Perkins dealt mostly with fiction writers, which may be why that seems so at odds with what I found working with writers. Early on as an editor, I got burned time after time by relying too much on how well a writer talked about a story. After paying too many kill fees, I learned to talk with prospective writers but then read what they previously had written before saying yes to a story.
Wondering if other magazine editors had similar experiences, I asked: “When dealing with writers, did you focus mostly on what they had written versus how well they talked about a story?”
From Ed Kosner, who edited Newsweek, New York, Esquire, and the New York Daily News:
“I only cared about how they wrote. Over the years, I worked with writers who were frighteningly articulate and others who could hardly describe what they wanted to do. Some of the big talkers were pedestrian writers and some of the mumblers wrote like a dream.
“Whether they were talkers or monosyllabic, the one thing I hated to hear when someone turned in a story was, ‘I love this piece’—which almost always meant it was overwritten or self-indulgent. The pieces handed in diffidently were invariably the better ones.”
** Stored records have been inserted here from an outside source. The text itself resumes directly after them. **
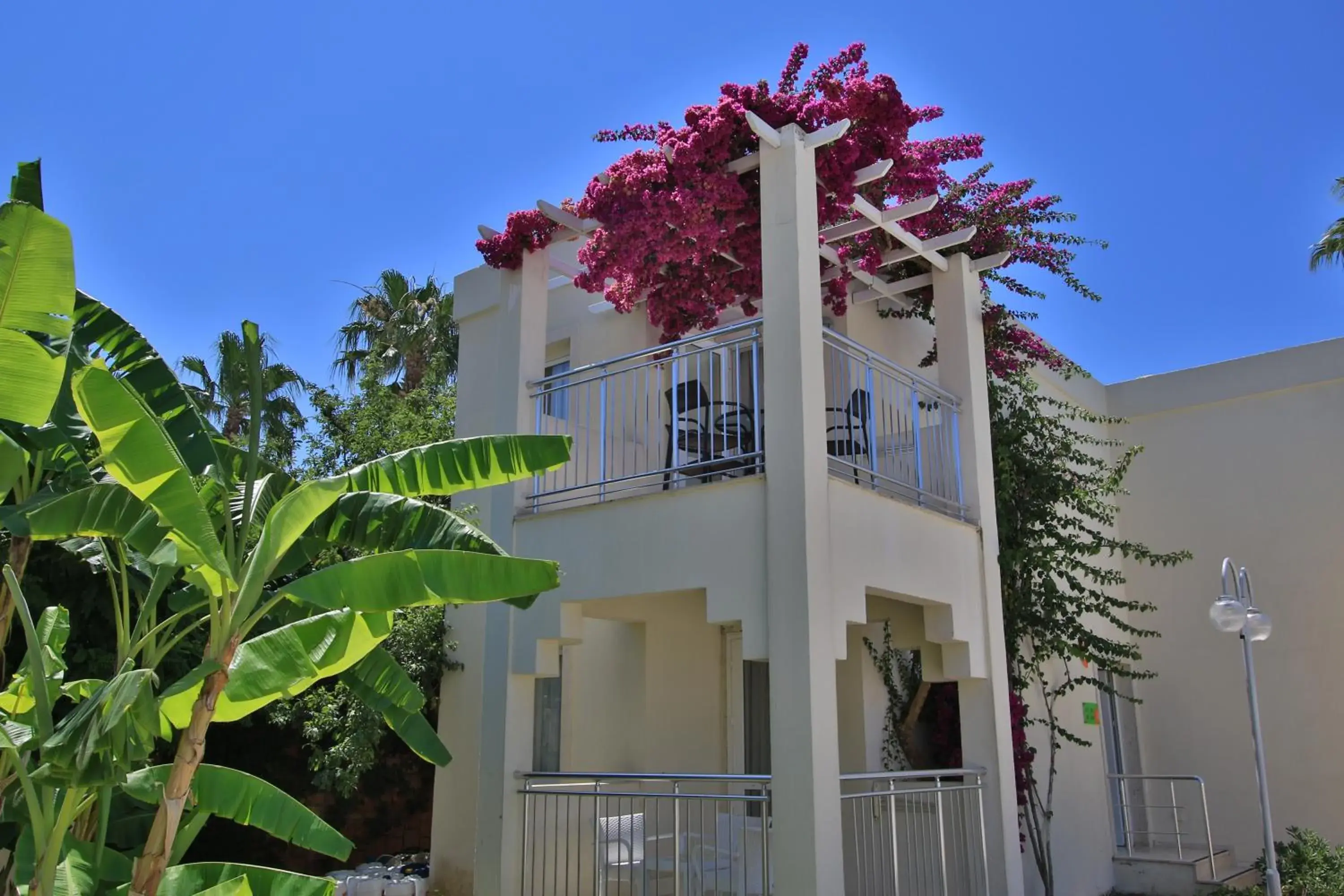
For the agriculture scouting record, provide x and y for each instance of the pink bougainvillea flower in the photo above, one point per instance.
(683, 236)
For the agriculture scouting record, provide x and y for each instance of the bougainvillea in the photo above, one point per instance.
(683, 234)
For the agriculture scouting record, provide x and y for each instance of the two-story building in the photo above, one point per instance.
(694, 710)
(694, 707)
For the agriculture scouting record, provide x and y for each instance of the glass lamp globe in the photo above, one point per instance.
(1228, 614)
(1257, 625)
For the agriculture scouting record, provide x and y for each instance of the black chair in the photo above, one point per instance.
(705, 431)
(850, 437)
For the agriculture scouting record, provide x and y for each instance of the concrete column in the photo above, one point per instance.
(986, 722)
(804, 742)
(486, 710)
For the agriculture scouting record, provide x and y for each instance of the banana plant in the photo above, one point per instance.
(37, 304)
(60, 769)
(346, 609)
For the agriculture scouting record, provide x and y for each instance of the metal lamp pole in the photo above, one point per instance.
(1236, 612)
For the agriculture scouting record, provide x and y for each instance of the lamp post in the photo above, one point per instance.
(1236, 612)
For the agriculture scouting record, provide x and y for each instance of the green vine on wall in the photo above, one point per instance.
(901, 675)
(1068, 628)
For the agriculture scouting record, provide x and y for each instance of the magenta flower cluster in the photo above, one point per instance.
(685, 236)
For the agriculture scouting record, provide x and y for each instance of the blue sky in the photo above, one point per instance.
(221, 162)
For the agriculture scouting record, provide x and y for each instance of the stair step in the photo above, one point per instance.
(1167, 874)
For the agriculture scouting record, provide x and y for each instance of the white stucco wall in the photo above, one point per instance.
(1244, 460)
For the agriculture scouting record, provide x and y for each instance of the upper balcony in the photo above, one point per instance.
(693, 413)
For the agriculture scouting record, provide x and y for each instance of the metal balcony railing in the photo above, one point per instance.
(655, 420)
(914, 833)
(642, 833)
(890, 429)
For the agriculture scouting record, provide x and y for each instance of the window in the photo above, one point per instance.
(557, 400)
(546, 723)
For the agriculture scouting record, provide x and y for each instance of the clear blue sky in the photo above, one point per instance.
(221, 162)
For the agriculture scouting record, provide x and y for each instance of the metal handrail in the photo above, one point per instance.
(920, 829)
(1125, 806)
(638, 775)
(652, 354)
(897, 370)
(900, 433)
(557, 860)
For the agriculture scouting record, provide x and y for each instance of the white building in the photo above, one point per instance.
(694, 710)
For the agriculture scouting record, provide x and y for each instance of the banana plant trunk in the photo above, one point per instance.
(19, 548)
(191, 751)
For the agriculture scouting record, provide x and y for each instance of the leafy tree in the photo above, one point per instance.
(1055, 491)
(340, 731)
(1330, 248)
(400, 331)
(373, 422)
(222, 394)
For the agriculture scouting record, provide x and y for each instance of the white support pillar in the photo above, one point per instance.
(804, 742)
(986, 720)
(486, 710)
From Dick Babcock, an editor at New York, then editor of Chicago for 20 years, now a j-school teacher and novelist:
“I’m with you exactly. Let me see something in type. I grew to be wary of people who talked a great game—it was as if they were so busy gassing on that they didn’t have time for hard reporting.
“I find it very odd that Perkins had an opposite reaction. I’m sure it has to do with the fiction/nonfiction divide, but there still seems to be a chasm between the ease of gabbing away and the discipline of putting words in careful, thoughtful order in written sentences.”
As for not trusting great talkers, Phil Merrill, the longtime publisher of the Washingtonian, often had worked in government and he liked to say: “The most dangerous people in Washington are bright, charming, and articulate but with very bad judgment.”